Logo a criatura anormal percebeu a minha presença e fitou-me. Seu imenso corpo esquisito e fora de proporção tentou ficar em posição vertical enquanto seu sibilo naquele instante tinha se tornado um som que sequer ouso falar detalhadamente. Minha única reação foi de descarregar o revólver naquela coisa e sair correndo em desespero até minha caminhonete, em completo pavor. No calor do momento, sequer tive coragem de olhar para trás para confirmar se aquela criatura estava mesmo morta ou não. Não me importava mais. Tinha que sair dali o quanto antes.

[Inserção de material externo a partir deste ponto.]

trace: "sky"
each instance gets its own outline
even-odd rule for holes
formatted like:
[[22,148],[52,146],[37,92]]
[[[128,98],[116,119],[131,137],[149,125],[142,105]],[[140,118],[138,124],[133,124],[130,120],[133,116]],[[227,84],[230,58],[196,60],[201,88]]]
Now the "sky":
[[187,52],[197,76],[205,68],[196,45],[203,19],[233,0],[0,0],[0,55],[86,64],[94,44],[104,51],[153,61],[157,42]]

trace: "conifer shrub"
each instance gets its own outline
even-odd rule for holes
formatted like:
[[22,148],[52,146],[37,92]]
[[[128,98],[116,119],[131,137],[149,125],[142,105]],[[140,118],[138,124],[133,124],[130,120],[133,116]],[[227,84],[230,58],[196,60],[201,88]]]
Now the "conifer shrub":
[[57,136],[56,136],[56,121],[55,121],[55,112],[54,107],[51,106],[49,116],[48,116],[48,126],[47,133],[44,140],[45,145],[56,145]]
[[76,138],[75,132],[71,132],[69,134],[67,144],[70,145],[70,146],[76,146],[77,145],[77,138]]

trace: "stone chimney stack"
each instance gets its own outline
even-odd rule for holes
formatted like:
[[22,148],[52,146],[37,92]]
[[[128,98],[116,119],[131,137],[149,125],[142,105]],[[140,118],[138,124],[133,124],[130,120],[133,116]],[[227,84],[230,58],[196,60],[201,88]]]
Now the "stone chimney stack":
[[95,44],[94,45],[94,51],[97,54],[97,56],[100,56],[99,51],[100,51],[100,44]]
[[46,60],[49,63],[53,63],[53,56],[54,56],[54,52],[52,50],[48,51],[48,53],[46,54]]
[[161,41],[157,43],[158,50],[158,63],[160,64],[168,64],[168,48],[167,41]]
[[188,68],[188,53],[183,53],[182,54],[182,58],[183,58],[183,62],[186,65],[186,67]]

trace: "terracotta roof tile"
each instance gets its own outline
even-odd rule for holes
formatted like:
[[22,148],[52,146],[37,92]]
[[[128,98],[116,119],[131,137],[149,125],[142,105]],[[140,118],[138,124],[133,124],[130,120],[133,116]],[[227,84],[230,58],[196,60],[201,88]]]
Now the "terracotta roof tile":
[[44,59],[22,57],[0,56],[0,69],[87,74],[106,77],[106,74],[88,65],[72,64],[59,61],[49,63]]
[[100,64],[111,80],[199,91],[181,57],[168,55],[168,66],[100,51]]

Não tenho muitas lembranças concretas após isso. Quando me dei por mim, estava em minha cama, com o corpo febril, molhado de suor e minha arma em punho, sem nenhuma bala para contar história. Provavelmente devo ter tido algum pesadelo macabro com o acontecido, pela forma brusca com que acordei esta manhã. Ponderei sobre a situação macabra em que me encontrei e que, se o Deus da Bíblia realmente existe, onde ele estaria na única noite em que precisei dele. Ainda não consegui sequer comer alguma coisa, pois logo vem-me às narinas aquele cheiro de carne podre oriundo da aberração da colina.

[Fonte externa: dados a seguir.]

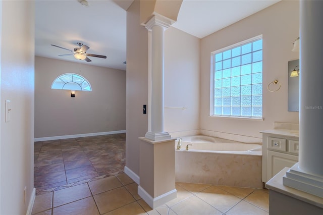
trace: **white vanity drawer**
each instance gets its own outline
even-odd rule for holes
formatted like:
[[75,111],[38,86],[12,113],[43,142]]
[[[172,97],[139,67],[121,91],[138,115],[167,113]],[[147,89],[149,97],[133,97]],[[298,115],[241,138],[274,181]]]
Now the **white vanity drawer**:
[[281,151],[286,151],[286,139],[268,137],[268,149]]
[[298,141],[288,140],[288,152],[298,154]]

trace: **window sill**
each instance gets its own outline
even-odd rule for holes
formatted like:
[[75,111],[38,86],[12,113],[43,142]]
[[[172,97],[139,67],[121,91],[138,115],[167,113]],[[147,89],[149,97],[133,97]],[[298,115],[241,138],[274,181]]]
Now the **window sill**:
[[230,119],[230,120],[250,120],[252,121],[263,121],[264,118],[251,118],[251,117],[227,117],[222,116],[209,116],[210,117],[214,117],[217,118]]

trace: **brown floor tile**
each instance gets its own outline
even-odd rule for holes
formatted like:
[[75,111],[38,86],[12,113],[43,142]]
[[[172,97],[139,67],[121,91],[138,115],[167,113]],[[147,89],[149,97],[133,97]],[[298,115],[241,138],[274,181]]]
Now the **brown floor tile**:
[[90,196],[53,209],[53,215],[99,215],[98,210]]
[[54,191],[53,206],[57,207],[91,195],[92,194],[87,184],[83,184]]
[[107,191],[122,186],[122,184],[115,176],[104,178],[88,182],[89,186],[93,195]]
[[93,178],[95,178],[99,176],[99,175],[98,173],[93,173],[92,174],[81,176],[79,178],[76,178],[75,179],[68,179],[67,183],[69,184],[71,183],[75,183],[79,181],[82,181],[85,180],[90,180],[91,179]]
[[64,162],[80,160],[81,159],[86,158],[86,155],[82,151],[66,151],[63,152],[63,157]]
[[32,213],[32,215],[51,215],[51,209],[45,210],[37,213]]
[[52,202],[52,192],[36,196],[31,214],[39,213],[51,208]]
[[125,173],[119,174],[117,176],[117,177],[120,180],[124,185],[127,185],[127,184],[134,182],[134,181]]
[[65,171],[64,170],[39,175],[35,177],[34,180],[34,184],[36,188],[64,182],[66,184],[66,176]]
[[84,166],[91,165],[91,162],[87,158],[81,158],[73,161],[64,162],[66,170],[77,168]]
[[143,215],[146,214],[147,213],[146,213],[145,210],[136,201],[131,203],[115,210],[105,213],[105,214],[106,215]]
[[95,195],[94,197],[101,214],[110,212],[136,201],[123,187]]
[[92,165],[66,170],[66,178],[68,180],[97,173],[96,171]]
[[35,167],[34,168],[34,175],[38,176],[41,175],[50,174],[53,172],[63,171],[64,170],[64,163],[60,162],[46,166]]

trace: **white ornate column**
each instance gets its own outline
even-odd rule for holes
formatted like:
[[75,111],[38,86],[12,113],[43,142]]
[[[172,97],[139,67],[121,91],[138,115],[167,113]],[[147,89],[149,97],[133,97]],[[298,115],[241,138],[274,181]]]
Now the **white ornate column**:
[[172,24],[170,19],[154,16],[146,24],[151,31],[151,131],[145,137],[158,141],[171,139],[164,131],[164,31]]
[[146,28],[151,31],[151,92],[148,93],[151,95],[151,130],[145,137],[139,138],[142,141],[138,194],[152,208],[174,199],[177,195],[175,138],[164,131],[164,31],[172,22],[154,16],[146,24]]
[[323,197],[323,2],[300,2],[299,162],[283,184]]

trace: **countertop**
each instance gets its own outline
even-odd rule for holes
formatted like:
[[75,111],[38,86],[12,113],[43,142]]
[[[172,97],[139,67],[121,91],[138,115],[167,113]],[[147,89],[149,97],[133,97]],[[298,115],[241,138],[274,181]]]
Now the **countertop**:
[[264,134],[272,134],[277,135],[286,136],[288,137],[298,137],[298,131],[297,130],[283,129],[275,128],[260,131]]

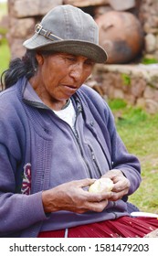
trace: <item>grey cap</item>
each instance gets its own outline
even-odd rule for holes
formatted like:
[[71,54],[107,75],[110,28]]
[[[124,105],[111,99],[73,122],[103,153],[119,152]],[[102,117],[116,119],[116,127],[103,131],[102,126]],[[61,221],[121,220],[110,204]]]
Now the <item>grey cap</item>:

Nunca saberei o resultado final do acontecimento de ontem, pois não voltei ao local e nem pretendo voltar tão cedo. Talvez jamais chegarei a relatar este acontecimento diretamente para alguém, muito menos para as autoridades. Até porque ser tachado de louco seria o menor dos meus problemas, se eu o fizesse. Contento-me então em escrever tudo isso que aconteceu nestas folhas de papel, rezando para que a bebida, aos poucos, amenize esse sentimento de irrealidade e desolação que sinto ao lembrar daquele amaldiçoado ser alienígena contorcendo-se diante de mim!